Drug use in the past 3 months was assessed with seven items of the ‘Alcohol, Smoking and Substance Involvement Screening Test (ASSIST)’, for example, ‘In the past 3 months, how often have you used cannabis (dagga, marijuana, pot, grass, hash, etc.?’.22 One item was added ‘Whoonga (mixture of heroin, dagga = cannabis and antiretrovirals)’ and classified under opiates.14 ‘Response options ranged from 1 = never to 5 = almost daily. Any drug used in the past 3 months was coded as 1 and never as 0’.14 ‘All items were added together to indicate the prevalence of any drug use in the past 3 months’.14 Cronbach alpha for the ASSIST in this sample was 0.91.

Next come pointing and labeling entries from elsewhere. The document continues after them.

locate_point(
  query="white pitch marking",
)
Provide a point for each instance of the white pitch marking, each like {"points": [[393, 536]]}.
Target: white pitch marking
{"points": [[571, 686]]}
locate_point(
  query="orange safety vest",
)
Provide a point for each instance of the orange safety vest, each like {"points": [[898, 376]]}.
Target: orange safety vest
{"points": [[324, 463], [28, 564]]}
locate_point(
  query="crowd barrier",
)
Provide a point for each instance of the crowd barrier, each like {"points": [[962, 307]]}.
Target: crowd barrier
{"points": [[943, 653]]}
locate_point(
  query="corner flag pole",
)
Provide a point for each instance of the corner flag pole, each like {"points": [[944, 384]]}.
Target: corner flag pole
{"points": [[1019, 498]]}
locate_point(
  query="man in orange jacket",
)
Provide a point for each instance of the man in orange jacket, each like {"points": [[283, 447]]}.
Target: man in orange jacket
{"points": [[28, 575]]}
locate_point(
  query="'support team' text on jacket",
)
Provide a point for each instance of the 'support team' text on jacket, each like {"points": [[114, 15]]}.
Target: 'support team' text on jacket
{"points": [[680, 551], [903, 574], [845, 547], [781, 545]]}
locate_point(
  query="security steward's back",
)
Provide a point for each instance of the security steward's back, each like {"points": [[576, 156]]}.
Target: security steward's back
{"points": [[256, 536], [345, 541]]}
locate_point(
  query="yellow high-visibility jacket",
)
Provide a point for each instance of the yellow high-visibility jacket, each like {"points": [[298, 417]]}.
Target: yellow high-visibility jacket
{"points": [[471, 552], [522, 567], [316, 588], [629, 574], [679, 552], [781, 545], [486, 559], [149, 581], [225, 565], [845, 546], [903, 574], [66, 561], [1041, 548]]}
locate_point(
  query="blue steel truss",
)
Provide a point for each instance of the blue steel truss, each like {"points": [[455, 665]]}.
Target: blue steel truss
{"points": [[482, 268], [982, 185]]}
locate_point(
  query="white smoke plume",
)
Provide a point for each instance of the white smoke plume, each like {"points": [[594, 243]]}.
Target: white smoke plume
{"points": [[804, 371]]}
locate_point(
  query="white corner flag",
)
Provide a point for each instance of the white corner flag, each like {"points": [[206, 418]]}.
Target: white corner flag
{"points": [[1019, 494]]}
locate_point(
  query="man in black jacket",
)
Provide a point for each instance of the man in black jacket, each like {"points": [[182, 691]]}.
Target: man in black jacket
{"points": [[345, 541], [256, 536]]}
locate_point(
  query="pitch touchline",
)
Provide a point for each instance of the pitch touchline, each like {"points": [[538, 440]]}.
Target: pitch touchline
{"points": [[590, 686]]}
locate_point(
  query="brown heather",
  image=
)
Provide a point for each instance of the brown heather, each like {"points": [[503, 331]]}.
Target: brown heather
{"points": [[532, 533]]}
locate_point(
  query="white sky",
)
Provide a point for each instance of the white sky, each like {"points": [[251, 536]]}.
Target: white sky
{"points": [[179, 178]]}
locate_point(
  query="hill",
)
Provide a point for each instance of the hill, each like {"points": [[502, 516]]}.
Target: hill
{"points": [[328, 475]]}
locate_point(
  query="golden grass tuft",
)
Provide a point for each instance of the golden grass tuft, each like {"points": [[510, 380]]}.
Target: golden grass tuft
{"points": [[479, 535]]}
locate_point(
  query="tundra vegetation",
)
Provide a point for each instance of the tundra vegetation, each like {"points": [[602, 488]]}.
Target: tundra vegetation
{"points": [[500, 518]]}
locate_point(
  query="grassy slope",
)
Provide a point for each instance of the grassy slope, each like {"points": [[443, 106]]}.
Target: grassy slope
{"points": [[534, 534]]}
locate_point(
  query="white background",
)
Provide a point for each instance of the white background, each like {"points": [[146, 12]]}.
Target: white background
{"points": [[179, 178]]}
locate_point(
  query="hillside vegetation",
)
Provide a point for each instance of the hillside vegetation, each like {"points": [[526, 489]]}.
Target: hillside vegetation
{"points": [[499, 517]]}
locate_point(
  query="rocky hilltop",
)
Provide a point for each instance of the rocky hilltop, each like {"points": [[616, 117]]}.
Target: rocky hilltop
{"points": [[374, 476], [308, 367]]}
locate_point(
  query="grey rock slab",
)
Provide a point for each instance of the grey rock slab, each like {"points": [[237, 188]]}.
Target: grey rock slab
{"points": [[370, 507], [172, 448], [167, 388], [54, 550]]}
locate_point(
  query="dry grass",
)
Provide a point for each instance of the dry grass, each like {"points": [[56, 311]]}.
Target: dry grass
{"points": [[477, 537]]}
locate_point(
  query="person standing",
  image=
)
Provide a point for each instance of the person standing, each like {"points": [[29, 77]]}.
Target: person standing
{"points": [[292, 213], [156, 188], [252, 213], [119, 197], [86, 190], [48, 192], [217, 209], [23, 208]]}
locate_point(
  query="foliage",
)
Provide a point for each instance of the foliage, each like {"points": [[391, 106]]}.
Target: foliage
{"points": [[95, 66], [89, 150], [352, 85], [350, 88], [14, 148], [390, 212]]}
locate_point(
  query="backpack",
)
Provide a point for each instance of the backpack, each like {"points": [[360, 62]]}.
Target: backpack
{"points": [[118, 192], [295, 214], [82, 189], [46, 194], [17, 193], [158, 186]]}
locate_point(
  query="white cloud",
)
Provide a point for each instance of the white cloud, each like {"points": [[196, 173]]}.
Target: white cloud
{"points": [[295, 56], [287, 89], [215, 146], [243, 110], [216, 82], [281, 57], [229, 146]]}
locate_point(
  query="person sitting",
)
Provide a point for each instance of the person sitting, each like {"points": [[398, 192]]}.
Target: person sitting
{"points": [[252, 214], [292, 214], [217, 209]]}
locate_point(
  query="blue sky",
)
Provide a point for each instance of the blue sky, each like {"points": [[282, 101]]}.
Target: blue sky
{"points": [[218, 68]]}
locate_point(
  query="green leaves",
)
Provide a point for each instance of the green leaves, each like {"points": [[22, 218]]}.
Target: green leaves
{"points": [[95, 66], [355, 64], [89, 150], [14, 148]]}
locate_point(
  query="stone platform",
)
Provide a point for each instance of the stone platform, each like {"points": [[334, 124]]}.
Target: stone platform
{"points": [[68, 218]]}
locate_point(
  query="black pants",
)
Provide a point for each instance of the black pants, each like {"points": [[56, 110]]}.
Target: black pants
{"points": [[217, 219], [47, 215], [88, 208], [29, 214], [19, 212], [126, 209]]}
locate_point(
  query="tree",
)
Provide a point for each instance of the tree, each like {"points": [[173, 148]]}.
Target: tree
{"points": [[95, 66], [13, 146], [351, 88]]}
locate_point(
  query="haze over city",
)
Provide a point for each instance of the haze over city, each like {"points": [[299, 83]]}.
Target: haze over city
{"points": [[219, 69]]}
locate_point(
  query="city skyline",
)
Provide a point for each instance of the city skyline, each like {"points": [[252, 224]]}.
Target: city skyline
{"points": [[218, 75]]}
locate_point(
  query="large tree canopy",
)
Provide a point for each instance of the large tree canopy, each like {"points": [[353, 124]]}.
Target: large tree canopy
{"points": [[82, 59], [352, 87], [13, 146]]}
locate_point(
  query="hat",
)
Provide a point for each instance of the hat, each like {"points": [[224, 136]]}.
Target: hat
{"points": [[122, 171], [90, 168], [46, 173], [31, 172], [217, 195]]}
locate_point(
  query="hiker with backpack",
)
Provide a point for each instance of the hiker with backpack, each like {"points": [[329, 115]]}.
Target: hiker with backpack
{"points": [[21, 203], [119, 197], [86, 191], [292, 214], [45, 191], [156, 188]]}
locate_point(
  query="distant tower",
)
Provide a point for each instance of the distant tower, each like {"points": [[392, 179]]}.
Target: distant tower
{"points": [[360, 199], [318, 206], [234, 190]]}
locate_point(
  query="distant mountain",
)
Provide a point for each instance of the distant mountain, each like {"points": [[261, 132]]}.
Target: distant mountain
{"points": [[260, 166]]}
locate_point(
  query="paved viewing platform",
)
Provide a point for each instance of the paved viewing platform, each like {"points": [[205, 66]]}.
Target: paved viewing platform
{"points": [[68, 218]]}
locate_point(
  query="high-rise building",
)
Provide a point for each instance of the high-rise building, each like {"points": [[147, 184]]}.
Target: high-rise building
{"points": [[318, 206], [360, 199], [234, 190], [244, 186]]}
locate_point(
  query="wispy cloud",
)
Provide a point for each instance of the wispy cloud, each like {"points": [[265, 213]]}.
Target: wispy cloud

Sociodemographic factors included age, sex, highest educational level, population group (African black, Coloured, Indian or Asian, white and others), employment status, province and residence status.18 Statistics South Africa asks people to describe themselves in the census in terms of five racial population groups, which is useful because of relevant differences between these population groups in terms of various health and other indicators.10

Psychological distress was assessed with the Kessler Psychological Distress Scale (K10), with scores 20 or more, indicating psychological distress.23 Cronbach’s alpha for the K10 was 0.92 in this sample.

Ethical considerations

Approval for the survey was granted by the ‘Human Sciences Research Council (HSRC) Research Ethics Committee (REC: 4/18/11/15)’. Approval was also granted by the Centers for Disease Control and Prevention (CDC’s) Center for Global Health (CGH). Written informed consent was obtained from all participants.

Data analysis

All statistical analyses were conducted using Statistics and data (STATA) software version 14.0 (Stata Corporation, College Station, TX, United States). The data were weighted to make the sample representative of the target population in South Africa. Descriptive statistics were used to summarise the sample and substance use prevalence characteristics. Unadjusted and adjusted (including variables significant at p < 0.05 in univariate analysis) logistic regression stratified by sex was used to predict HHDA and past 3-month drug use prevalence. Taylor linearisation methods were applied to account for the complex study design and the sampling weight. Results from logistic regression analyses are reported as odds ratios (ORs) and 95% confidence intervals (CIs). Missing values were excluded and p < 0.05 was considered significant.

Results

Characteristics of the sample and substance use

The sample comprised 39 210 persons 15 years and older (Median = 34 years, interquartile range = 25–48): 48.3% were men and 51.7% were women, 36.1% had Grade 12 or more education education and 79.3% were African black by population group or ethnicity. More than one in three participants (36.0%) were employed or self-employed, 69.0% lived in urban areas and 20.4% reported psychological distress. More than one in 10 respondents (10.3%) engaged in HHDA, 16.5% amongst males and 4.6% amongst females, and past 3-month drug use was 8.6%, 13.3% amongst males and 4.1% amongst females (see Table 1).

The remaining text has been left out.